Let the eggs cook for about 3-4 minutes, or until the whites are set but the yolks are still runny. If you like your yolks more cooked, simply cover the pan for a minute to steam them to your desired consistency.

4. Add the Pesto

Once your eggs are cooked to perfection, it’s time to add the pesto. Spoon about 2 tablespoons of pesto over each egg. The heat from the eggs will help spread the pesto and create a deliciously creamy topping.

5. Season to Taste

Sprinkle a pinch of salt and a crack of fresh pepper over the eggs. The salt will bring out the richness of the pesto, and the pepper will add a little kick to balance the flavors.

6. Garnish and Serve

This is the fun part!

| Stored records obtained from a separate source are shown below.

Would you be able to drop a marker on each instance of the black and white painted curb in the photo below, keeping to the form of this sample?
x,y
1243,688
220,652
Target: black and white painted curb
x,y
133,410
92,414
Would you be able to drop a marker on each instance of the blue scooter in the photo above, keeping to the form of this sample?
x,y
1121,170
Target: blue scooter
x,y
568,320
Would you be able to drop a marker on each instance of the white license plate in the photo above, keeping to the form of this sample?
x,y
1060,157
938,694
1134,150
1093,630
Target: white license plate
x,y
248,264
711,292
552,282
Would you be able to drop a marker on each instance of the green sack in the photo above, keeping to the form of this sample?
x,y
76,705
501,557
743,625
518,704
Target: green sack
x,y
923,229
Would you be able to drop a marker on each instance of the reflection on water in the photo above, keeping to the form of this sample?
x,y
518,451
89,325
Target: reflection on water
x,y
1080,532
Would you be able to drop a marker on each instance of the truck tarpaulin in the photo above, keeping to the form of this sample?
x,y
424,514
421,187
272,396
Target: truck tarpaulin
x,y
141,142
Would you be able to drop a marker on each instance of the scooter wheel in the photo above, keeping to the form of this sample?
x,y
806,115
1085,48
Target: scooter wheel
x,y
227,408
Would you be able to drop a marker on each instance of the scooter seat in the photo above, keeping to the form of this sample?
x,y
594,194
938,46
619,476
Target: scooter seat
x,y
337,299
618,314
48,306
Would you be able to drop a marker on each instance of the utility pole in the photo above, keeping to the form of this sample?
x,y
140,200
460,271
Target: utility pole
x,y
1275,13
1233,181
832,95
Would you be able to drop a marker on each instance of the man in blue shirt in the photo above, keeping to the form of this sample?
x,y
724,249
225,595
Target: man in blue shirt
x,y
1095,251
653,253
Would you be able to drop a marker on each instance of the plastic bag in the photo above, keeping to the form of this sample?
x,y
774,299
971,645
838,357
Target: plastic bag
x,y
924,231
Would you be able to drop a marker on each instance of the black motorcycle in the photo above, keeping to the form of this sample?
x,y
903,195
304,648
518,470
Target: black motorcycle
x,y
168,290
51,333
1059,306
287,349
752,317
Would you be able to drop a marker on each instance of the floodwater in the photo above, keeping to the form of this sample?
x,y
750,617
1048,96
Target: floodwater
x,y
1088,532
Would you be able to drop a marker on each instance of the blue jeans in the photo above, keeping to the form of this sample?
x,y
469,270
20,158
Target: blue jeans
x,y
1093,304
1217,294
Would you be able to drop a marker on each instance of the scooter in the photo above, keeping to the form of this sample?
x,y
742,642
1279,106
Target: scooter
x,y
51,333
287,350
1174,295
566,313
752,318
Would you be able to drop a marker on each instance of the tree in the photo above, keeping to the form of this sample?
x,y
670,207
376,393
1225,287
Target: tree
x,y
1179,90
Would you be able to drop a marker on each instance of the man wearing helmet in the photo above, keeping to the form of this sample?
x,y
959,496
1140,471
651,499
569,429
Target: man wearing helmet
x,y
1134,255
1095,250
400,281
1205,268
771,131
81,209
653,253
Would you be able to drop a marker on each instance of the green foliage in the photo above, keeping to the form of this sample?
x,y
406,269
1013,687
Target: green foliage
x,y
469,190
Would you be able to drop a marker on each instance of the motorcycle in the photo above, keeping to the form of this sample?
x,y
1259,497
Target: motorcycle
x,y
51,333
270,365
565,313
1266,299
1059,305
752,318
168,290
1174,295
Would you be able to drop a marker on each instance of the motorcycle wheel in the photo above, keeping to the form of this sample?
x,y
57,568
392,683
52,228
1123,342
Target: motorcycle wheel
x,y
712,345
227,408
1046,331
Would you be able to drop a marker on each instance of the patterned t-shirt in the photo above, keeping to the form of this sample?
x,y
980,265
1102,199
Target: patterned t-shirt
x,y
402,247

Garnish your pesto eggs with a few fresh basil leaves for an added burst of freshness. If you like a little extra flavor, crumble some feta cheese or drizzle a bit more olive oil over the top. Serve them immediately, and enjoy!

  • Prep Time: 2 minutes
  • Cook Time: 8 minutes

Nutrition

  • Serving Size: 3
  • Calories: 250
  • Fat: 20g
  • Carbohydrates: 5g
  • Fiber: 1g
  • Protein: 15g

Conclusion

Pesto eggs are the kind of breakfast that will make your mornings feel a little more special. The creamy eggs and fresh, flavorful pesto are the perfect combo, and with all the ways you can customize them, you’ll never get bored. Give this recipe a try—whether you’re in need of a quick breakfast or something more leisurely for a weekend brunch, Pesto Eggs are sure to become a favorite.